別に肩をもつ気はないが、文科省〔文部省〕はすでに、90年代の「政治改革」による政治主導体制の確立によって、文教政策を自律的に策定する権限を失っており、今日では、CSTIなどの諮問会議→閣議決定→文科省と下りてきた改革方針を、ただ具体化するだけの、いわば政府・官邸の出先機関でしかない。しかも、文科省〔文部省〕は当初、国立大学の独法化には反対していた。2022年に文科省がこのような調査結果を公表したことは、「だから独法化なんかしたらこういうことになると言っただろう」という、文科省のせめてもの抵抗と見ることもできる。)

信じられない国立大学の「困窮」

このように、国立大学はいま、基盤的経費を10年以上にわたって毎年カットされ続けてきたうえに、国から一方的に与えられる「目標」を達成できなければ、さらに経費を削られるという強迫に怯えながら、なんとか削れる経費を削って、ぎりぎりの「効率化」に励んでいる。

しかし、それでも、どうしても「もう無理」というのが、授業料の値上げなのである。

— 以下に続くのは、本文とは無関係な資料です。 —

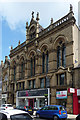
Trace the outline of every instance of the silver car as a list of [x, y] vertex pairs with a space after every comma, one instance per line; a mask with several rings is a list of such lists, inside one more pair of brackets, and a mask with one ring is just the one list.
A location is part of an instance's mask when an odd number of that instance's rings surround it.
[[12, 109], [1, 110], [0, 120], [33, 120], [33, 118], [25, 111]]

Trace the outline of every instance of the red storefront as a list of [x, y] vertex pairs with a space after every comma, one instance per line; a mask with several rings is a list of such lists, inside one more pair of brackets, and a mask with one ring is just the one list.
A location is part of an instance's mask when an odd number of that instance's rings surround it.
[[80, 114], [80, 89], [75, 89], [73, 93], [73, 114]]

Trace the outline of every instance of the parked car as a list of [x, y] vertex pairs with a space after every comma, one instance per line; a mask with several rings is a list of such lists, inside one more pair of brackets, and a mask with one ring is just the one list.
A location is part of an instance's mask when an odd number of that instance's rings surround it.
[[0, 107], [1, 110], [13, 109], [12, 104], [2, 104]]
[[80, 120], [80, 114], [76, 117], [76, 120]]
[[25, 111], [7, 109], [0, 111], [0, 120], [33, 120], [33, 118]]
[[28, 112], [31, 115], [33, 114], [33, 109], [30, 106], [19, 105], [19, 106], [16, 107], [16, 109], [24, 110], [24, 111]]
[[53, 120], [67, 119], [67, 111], [62, 105], [44, 106], [36, 112], [36, 117], [52, 118]]

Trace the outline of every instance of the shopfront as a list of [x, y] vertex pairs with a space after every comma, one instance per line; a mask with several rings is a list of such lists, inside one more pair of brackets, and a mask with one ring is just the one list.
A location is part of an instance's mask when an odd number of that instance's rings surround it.
[[7, 103], [7, 94], [2, 94], [2, 104]]
[[80, 89], [75, 89], [73, 94], [73, 114], [80, 114]]
[[58, 105], [63, 105], [66, 107], [67, 103], [67, 90], [57, 91], [56, 92], [56, 99]]
[[17, 91], [16, 93], [16, 106], [28, 105], [32, 108], [41, 108], [45, 105], [47, 96], [47, 104], [50, 104], [50, 88], [34, 89], [26, 91]]

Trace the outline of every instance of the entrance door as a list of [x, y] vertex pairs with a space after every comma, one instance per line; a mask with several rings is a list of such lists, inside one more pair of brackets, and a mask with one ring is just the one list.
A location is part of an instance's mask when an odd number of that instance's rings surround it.
[[28, 100], [28, 105], [34, 108], [34, 99], [29, 99]]

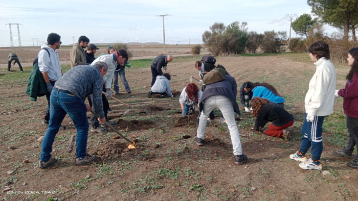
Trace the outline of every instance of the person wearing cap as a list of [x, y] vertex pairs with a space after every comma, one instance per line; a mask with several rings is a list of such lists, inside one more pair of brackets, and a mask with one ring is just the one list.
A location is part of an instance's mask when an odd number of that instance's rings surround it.
[[87, 63], [91, 64], [95, 60], [95, 53], [97, 49], [99, 49], [99, 48], [97, 47], [95, 44], [93, 43], [88, 44], [88, 46], [87, 47], [87, 51], [85, 52], [86, 55], [86, 61]]
[[[11, 65], [11, 62], [12, 62], [13, 61], [14, 61], [14, 64]], [[20, 61], [19, 61], [18, 60], [17, 55], [16, 55], [16, 54], [15, 53], [10, 53], [9, 55], [9, 62], [8, 63], [8, 72], [10, 72], [10, 68], [12, 67], [16, 63], [17, 63], [17, 64], [18, 64], [18, 67], [20, 68], [20, 70], [21, 72], [23, 72], [23, 66], [21, 66], [21, 64], [20, 63]]]
[[150, 64], [150, 69], [152, 71], [152, 83], [150, 87], [153, 86], [155, 83], [156, 77], [163, 76], [163, 72], [162, 71], [162, 67], [164, 67], [164, 70], [167, 69], [167, 64], [173, 60], [171, 55], [159, 55], [155, 57]]
[[[109, 98], [112, 95], [112, 93], [110, 92], [110, 88], [112, 86], [112, 79], [114, 74], [115, 70], [117, 67], [117, 64], [121, 65], [124, 65], [125, 61], [128, 59], [128, 54], [125, 49], [120, 49], [118, 51], [115, 51], [113, 53], [110, 55], [104, 55], [98, 57], [92, 63], [95, 64], [96, 62], [102, 61], [108, 65], [108, 69], [107, 72], [103, 76], [103, 87], [102, 90], [107, 93], [107, 97]], [[92, 97], [91, 95], [91, 98]], [[111, 125], [115, 125], [117, 124], [115, 122], [109, 121], [109, 120], [107, 116], [108, 113], [108, 108], [109, 106], [108, 104], [108, 100], [106, 98], [106, 96], [102, 94], [102, 101], [103, 102], [103, 111], [104, 116], [106, 118], [106, 121]], [[100, 110], [101, 108], [96, 108], [96, 107], [93, 107], [92, 110], [96, 112], [96, 111]], [[92, 128], [91, 130], [91, 132], [97, 133], [105, 133], [108, 132], [108, 129], [105, 128], [100, 127], [99, 122], [97, 118], [93, 115], [91, 114], [91, 121], [92, 123]], [[105, 127], [102, 125], [102, 127]]]
[[83, 49], [87, 47], [90, 39], [85, 36], [81, 36], [78, 38], [78, 43], [73, 44], [70, 53], [71, 60], [71, 68], [79, 65], [88, 65], [86, 60], [86, 55]]

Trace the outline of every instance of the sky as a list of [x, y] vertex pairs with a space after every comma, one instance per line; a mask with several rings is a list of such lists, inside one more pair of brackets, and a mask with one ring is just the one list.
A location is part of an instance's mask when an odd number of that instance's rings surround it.
[[[10, 46], [9, 23], [18, 23], [23, 46], [46, 43], [56, 33], [62, 44], [77, 42], [81, 35], [90, 43], [163, 42], [203, 44], [202, 35], [214, 23], [248, 23], [248, 31], [285, 31], [289, 18], [312, 14], [306, 0], [16, 0], [0, 2], [0, 46]], [[294, 19], [296, 18], [294, 18]], [[325, 32], [336, 30], [325, 26]], [[11, 30], [18, 46], [17, 26]], [[292, 30], [292, 37], [299, 37]]]

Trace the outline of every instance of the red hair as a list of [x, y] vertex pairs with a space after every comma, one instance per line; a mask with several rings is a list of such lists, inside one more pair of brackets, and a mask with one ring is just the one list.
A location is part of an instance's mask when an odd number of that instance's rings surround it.
[[[185, 89], [185, 92], [187, 93], [187, 95], [189, 98], [191, 100], [191, 101], [197, 103], [199, 102], [198, 100], [198, 92], [199, 92], [199, 88], [196, 84], [194, 83], [190, 83], [187, 86], [187, 88]], [[193, 99], [193, 95], [194, 95], [194, 99]]]

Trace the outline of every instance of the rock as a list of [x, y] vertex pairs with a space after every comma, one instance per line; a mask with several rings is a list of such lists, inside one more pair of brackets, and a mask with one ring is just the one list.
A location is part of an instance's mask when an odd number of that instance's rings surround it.
[[9, 190], [11, 190], [11, 189], [12, 189], [11, 188], [10, 188], [10, 187], [7, 187], [7, 188], [6, 188], [6, 189], [3, 190], [3, 192], [6, 192], [6, 191], [9, 191]]
[[38, 138], [38, 139], [37, 140], [38, 140], [39, 142], [42, 142], [43, 139], [43, 136], [41, 136], [39, 138]]
[[327, 170], [324, 170], [324, 171], [323, 171], [323, 172], [322, 172], [322, 174], [323, 174], [323, 175], [328, 175], [328, 174], [330, 174], [330, 172], [329, 172], [329, 171], [328, 171]]
[[16, 148], [14, 145], [10, 145], [8, 147], [8, 148], [10, 150], [13, 150], [13, 149], [15, 149]]

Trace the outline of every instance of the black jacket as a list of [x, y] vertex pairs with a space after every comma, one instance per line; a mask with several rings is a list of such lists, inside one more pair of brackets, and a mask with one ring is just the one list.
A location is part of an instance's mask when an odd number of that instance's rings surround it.
[[282, 106], [274, 102], [269, 102], [263, 105], [259, 111], [254, 128], [258, 131], [260, 127], [263, 127], [267, 121], [272, 122], [275, 127], [280, 127], [294, 120], [293, 115]]

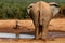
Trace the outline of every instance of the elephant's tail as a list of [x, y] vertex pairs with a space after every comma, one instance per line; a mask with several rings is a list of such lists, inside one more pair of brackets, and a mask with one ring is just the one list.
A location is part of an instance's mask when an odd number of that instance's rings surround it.
[[42, 14], [43, 14], [42, 10], [39, 10], [39, 18], [38, 18], [39, 25], [42, 25], [42, 20], [43, 20]]

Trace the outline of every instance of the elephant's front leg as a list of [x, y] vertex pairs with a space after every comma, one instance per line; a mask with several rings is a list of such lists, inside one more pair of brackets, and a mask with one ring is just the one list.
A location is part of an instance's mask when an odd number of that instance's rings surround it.
[[34, 25], [35, 25], [35, 39], [39, 39], [39, 24], [37, 20], [35, 20]]
[[38, 26], [36, 26], [36, 29], [35, 29], [35, 39], [39, 39], [39, 28], [38, 28]]
[[42, 39], [48, 39], [48, 23], [44, 23], [42, 26]]

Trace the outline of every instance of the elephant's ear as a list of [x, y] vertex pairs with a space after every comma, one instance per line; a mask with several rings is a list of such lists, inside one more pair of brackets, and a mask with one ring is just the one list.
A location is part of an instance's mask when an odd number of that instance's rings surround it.
[[51, 2], [49, 4], [52, 9], [53, 16], [55, 16], [60, 12], [60, 5], [55, 2], [53, 2], [53, 3]]
[[30, 5], [27, 6], [27, 13], [29, 14], [30, 9], [32, 8], [34, 3], [31, 3]]

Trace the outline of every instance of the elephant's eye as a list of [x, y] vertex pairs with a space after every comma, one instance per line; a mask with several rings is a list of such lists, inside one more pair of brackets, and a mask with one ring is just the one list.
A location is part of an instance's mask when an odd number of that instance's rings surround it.
[[29, 6], [28, 9], [30, 9], [30, 8], [32, 8], [32, 6]]
[[57, 6], [57, 8], [60, 8], [60, 5], [58, 5], [58, 4], [50, 4], [50, 5], [54, 5], [54, 6]]

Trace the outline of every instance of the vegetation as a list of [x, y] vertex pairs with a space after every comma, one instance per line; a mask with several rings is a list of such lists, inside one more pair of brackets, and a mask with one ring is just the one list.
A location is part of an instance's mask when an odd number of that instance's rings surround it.
[[[0, 0], [0, 19], [26, 19], [29, 18], [27, 15], [26, 8], [31, 2], [40, 0]], [[44, 0], [51, 1], [51, 0]], [[61, 2], [60, 4], [65, 4]]]

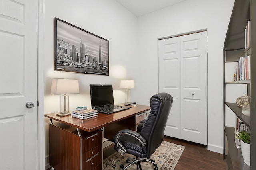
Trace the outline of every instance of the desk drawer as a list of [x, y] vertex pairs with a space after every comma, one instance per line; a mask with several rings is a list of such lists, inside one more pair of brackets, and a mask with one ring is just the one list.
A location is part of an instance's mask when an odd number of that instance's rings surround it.
[[85, 153], [92, 148], [102, 145], [102, 131], [92, 135], [82, 140], [82, 153]]
[[101, 145], [100, 145], [92, 149], [88, 152], [86, 152], [83, 154], [82, 156], [82, 162], [84, 162], [86, 161], [87, 160], [88, 160], [90, 158], [100, 152], [101, 150]]
[[92, 170], [102, 170], [102, 168], [101, 168], [102, 167], [102, 165], [101, 164], [99, 164], [97, 166], [96, 166], [96, 167], [94, 167]]
[[100, 151], [89, 159], [83, 162], [82, 163], [82, 170], [92, 170], [99, 164], [101, 164], [102, 156], [102, 152]]

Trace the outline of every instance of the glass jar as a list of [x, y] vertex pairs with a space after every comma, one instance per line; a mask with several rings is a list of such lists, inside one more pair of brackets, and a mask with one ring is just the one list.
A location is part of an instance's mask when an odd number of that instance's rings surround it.
[[245, 104], [242, 106], [242, 113], [247, 116], [251, 116], [251, 105]]

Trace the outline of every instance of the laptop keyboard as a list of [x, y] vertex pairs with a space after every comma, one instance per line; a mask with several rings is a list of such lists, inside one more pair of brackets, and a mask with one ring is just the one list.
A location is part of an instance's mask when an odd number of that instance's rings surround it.
[[114, 109], [118, 109], [118, 108], [121, 108], [122, 106], [120, 105], [114, 105], [111, 106], [110, 106], [106, 107], [104, 107], [100, 108], [98, 109], [98, 110], [101, 111], [107, 111], [108, 110], [112, 110]]

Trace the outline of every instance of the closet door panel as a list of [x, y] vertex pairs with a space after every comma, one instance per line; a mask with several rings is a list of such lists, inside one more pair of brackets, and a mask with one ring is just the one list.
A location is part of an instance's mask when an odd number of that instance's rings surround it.
[[158, 42], [159, 92], [171, 94], [174, 101], [164, 135], [180, 137], [180, 53], [179, 37]]
[[181, 37], [181, 138], [207, 144], [207, 32]]

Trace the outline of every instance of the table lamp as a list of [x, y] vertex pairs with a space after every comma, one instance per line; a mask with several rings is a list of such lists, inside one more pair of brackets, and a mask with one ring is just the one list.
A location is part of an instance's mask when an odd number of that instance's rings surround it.
[[60, 95], [60, 114], [58, 115], [64, 116], [70, 115], [68, 107], [68, 95], [66, 94], [79, 93], [78, 80], [55, 79], [52, 80], [51, 94], [63, 94]]
[[135, 102], [131, 102], [130, 101], [130, 89], [129, 88], [134, 88], [135, 86], [134, 80], [121, 80], [120, 87], [126, 88], [124, 94], [124, 104], [130, 105], [134, 104]]

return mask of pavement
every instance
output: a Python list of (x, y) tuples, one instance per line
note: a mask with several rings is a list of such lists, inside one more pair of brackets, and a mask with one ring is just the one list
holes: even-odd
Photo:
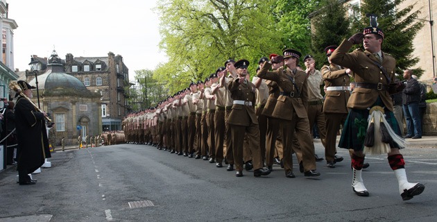
[[(340, 139), (340, 136), (337, 136), (337, 143)], [(406, 139), (407, 142), (406, 148), (437, 148), (437, 136), (422, 136), (421, 139)], [(314, 143), (321, 143), (320, 139), (314, 139)], [(61, 146), (57, 146), (54, 148), (55, 152), (62, 152)], [(72, 151), (78, 150), (77, 145), (65, 146), (64, 148), (65, 151)], [(0, 175), (7, 170), (11, 170), (15, 169), (15, 165), (8, 165), (6, 169), (0, 170)]]

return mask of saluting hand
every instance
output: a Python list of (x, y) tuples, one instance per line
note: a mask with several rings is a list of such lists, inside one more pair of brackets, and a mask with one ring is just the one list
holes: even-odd
[(364, 35), (363, 35), (363, 33), (355, 33), (354, 34), (354, 35), (351, 36), (349, 38), (349, 42), (350, 42), (352, 44), (360, 44), (361, 43), (361, 42), (363, 42), (363, 37), (364, 37)]

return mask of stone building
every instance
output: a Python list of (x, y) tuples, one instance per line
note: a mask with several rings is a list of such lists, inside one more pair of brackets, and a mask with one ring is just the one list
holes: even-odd
[(80, 79), (88, 89), (101, 93), (102, 130), (121, 130), (121, 121), (130, 111), (129, 69), (123, 57), (112, 52), (105, 57), (74, 57), (67, 53), (64, 67), (67, 74)]
[[(32, 75), (28, 77), (32, 78), (29, 84), (36, 86), (37, 78)], [(87, 89), (81, 80), (66, 74), (54, 50), (45, 71), (37, 76), (37, 82), (41, 110), (55, 123), (55, 146), (62, 137), (67, 139), (67, 144), (74, 144), (79, 135), (85, 138), (101, 133), (101, 95)], [(36, 89), (33, 94), (32, 100), (38, 105)]]

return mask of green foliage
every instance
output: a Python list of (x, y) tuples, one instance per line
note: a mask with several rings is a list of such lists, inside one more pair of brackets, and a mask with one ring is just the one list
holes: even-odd
[[(277, 48), (279, 37), (271, 31), (268, 16), (272, 0), (158, 2), (160, 47), (169, 57), (154, 73), (174, 93), (191, 81), (204, 80), (231, 58), (256, 64)], [(250, 65), (254, 73), (256, 65)]]
[(328, 64), (324, 49), (330, 45), (339, 45), (343, 39), (350, 36), (350, 22), (346, 17), (347, 8), (338, 0), (323, 0), (320, 9), (311, 18), (311, 53), (314, 56), (317, 68), (323, 63)]
[[(354, 23), (354, 33), (362, 32), (370, 25), (367, 13), (378, 15), (378, 27), (384, 32), (382, 51), (396, 59), (396, 73), (402, 74), (406, 69), (411, 69), (419, 61), (411, 55), (414, 51), (413, 40), (423, 23), (416, 19), (420, 12), (413, 11), (413, 5), (399, 9), (404, 0), (380, 1), (362, 0), (360, 10), (361, 19)], [(413, 69), (413, 74), (420, 77), (424, 72), (420, 68)]]

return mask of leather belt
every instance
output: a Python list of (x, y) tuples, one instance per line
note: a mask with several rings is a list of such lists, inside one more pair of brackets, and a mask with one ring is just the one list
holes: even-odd
[(216, 110), (225, 111), (226, 108), (224, 106), (216, 105)]
[(314, 101), (308, 102), (308, 105), (323, 105), (323, 101), (322, 100), (316, 100)]
[(234, 104), (238, 105), (252, 105), (251, 101), (245, 101), (243, 100), (234, 100)]
[(285, 96), (289, 96), (289, 97), (292, 97), (292, 98), (298, 98), (299, 97), (299, 94), (295, 94), (294, 92), (283, 92), (283, 91), (281, 91), (281, 92), (280, 92), (280, 95)]
[(326, 87), (326, 91), (350, 91), (350, 87), (349, 86), (329, 86)]
[(372, 89), (377, 90), (387, 90), (388, 89), (388, 85), (384, 85), (382, 83), (357, 83), (355, 87), (357, 88), (365, 88)]

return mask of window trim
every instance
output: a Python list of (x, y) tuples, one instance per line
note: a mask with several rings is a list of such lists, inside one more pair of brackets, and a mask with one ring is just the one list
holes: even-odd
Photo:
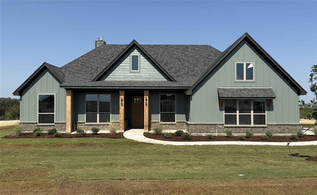
[[(133, 55), (137, 55), (138, 59), (139, 59), (138, 70), (132, 70), (132, 56)], [(130, 55), (130, 72), (140, 72), (140, 68), (141, 67), (141, 58), (140, 54), (131, 54)]]
[[(87, 100), (87, 95), (97, 95), (97, 112), (89, 112), (87, 113), (86, 110), (86, 102)], [(110, 95), (110, 112), (99, 112), (99, 95)], [(85, 94), (85, 123), (87, 124), (95, 124), (98, 123), (98, 124), (108, 124), (111, 123), (111, 94)], [(110, 121), (108, 122), (99, 122), (99, 114), (107, 114), (109, 113), (110, 115)], [(86, 114), (97, 114), (97, 121), (96, 122), (87, 122), (86, 121)]]
[[(161, 112), (161, 95), (175, 95), (175, 112)], [(158, 105), (159, 109), (159, 123), (175, 123), (176, 122), (176, 94), (159, 94), (159, 102), (158, 102)], [(164, 122), (161, 121), (161, 113), (175, 113), (175, 121), (174, 122)]]
[[(232, 100), (235, 100), (236, 103), (236, 113), (226, 113), (224, 111), (224, 107), (225, 105), (226, 100), (223, 100), (223, 124), (225, 126), (266, 126), (267, 124), (267, 111), (266, 102), (267, 100), (264, 99), (265, 102), (264, 107), (265, 108), (265, 112), (264, 113), (253, 113), (253, 101), (256, 100), (256, 99), (231, 99)], [(263, 100), (264, 99), (261, 99)], [(239, 113), (239, 100), (250, 100), (251, 101), (251, 112), (249, 113)], [(224, 117), (225, 114), (234, 114), (236, 116), (236, 125), (230, 125), (230, 124), (226, 125), (225, 123)], [(239, 124), (239, 114), (250, 114), (251, 115), (251, 125), (240, 125)], [(265, 124), (263, 125), (254, 125), (253, 124), (253, 115), (265, 115)]]
[[(246, 80), (247, 63), (253, 63), (253, 79), (252, 80)], [(243, 80), (238, 80), (237, 79), (237, 63), (243, 63)], [(254, 70), (255, 69), (255, 66), (256, 66), (255, 62), (235, 62), (235, 81), (254, 81), (255, 79), (255, 76), (254, 75)]]
[[(39, 96), (40, 95), (54, 95), (54, 122), (52, 123), (39, 123), (39, 114), (52, 114), (52, 113), (39, 113)], [(39, 93), (37, 94), (37, 124), (38, 125), (54, 125), (55, 124), (55, 116), (56, 113), (56, 107), (55, 106), (56, 105), (56, 94), (52, 94), (52, 93), (47, 93), (47, 94), (43, 94), (43, 93)]]

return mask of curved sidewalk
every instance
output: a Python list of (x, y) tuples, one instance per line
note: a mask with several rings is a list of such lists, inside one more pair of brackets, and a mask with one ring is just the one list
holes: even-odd
[[(132, 129), (123, 133), (123, 136), (127, 139), (135, 141), (152, 144), (159, 144), (164, 145), (178, 146), (193, 146), (194, 145), (269, 145), (271, 146), (286, 146), (287, 142), (264, 142), (261, 141), (170, 141), (153, 140), (145, 137), (143, 134), (143, 129)], [(309, 146), (317, 145), (317, 141), (292, 142), (290, 146)]]

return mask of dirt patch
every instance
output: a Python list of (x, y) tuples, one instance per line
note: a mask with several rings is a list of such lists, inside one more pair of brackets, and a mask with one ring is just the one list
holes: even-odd
[(310, 157), (309, 158), (307, 158), (305, 159), (308, 161), (317, 162), (317, 156), (312, 156), (312, 157)]
[(112, 135), (110, 133), (100, 133), (97, 135), (93, 135), (90, 133), (87, 133), (85, 135), (80, 136), (77, 134), (62, 134), (61, 137), (54, 137), (53, 135), (48, 135), (47, 133), (43, 133), (40, 136), (35, 136), (31, 133), (28, 133), (24, 134), (21, 136), (12, 136), (6, 135), (3, 138), (6, 139), (16, 139), (16, 138), (74, 138), (83, 137), (99, 137), (106, 138), (113, 138), (117, 139), (119, 138), (124, 138), (123, 133), (119, 133), (115, 135)]
[(286, 136), (274, 136), (267, 140), (261, 140), (260, 137), (255, 136), (251, 138), (246, 138), (245, 140), (241, 140), (239, 139), (239, 136), (234, 136), (232, 137), (227, 137), (225, 136), (214, 136), (212, 139), (208, 139), (206, 136), (191, 136), (190, 140), (184, 140), (181, 136), (175, 136), (173, 135), (172, 138), (167, 139), (164, 135), (154, 135), (151, 133), (145, 133), (144, 136), (151, 139), (171, 141), (263, 141), (265, 142), (287, 142), (288, 140), (292, 141), (317, 141), (317, 136), (311, 135), (307, 135), (304, 137), (298, 138), (298, 140), (291, 140), (290, 137)]

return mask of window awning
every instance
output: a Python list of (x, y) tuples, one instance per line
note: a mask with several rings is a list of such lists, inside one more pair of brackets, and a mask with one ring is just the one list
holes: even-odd
[(271, 87), (218, 87), (222, 99), (275, 99), (276, 96)]

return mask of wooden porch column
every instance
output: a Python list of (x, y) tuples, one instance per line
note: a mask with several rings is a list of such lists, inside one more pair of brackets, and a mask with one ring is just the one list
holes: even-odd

2018年の東京工業大学を皮切りに、国立大学が続々と「値上げ」に踏み切っているのは、国立大学がいよいよ「音を上げ」始めているということなのだ。

しかもそこに、2020年以降はコロナ禍に見舞われ、大学はその対策のために相当な経費を割かざるをえなくなった。2022年にはウクライナ戦争が勃発し、とりわけ光熱費の高騰が大学の財政を圧迫している。いまや、どこの大学も、光熱費の節約のために涙ぐましい努力を重ねている。廊下の電気がつかない、夜間は全館消灯、大学一斉休業日の増加、図書館の開館時間の短縮などは、もはや当たり前の光景である。

しかし、それでももう無理、というのが、授業料の値上げなのである。

授業料を値上げするということは、高等教育の公共性を確保することを使命としてきた国立大学にとって、最後の手段であり、いわば「禁じ手」である。それでも、どうしてもそうせざるをえないところまで、大学は追い込まれているのだ。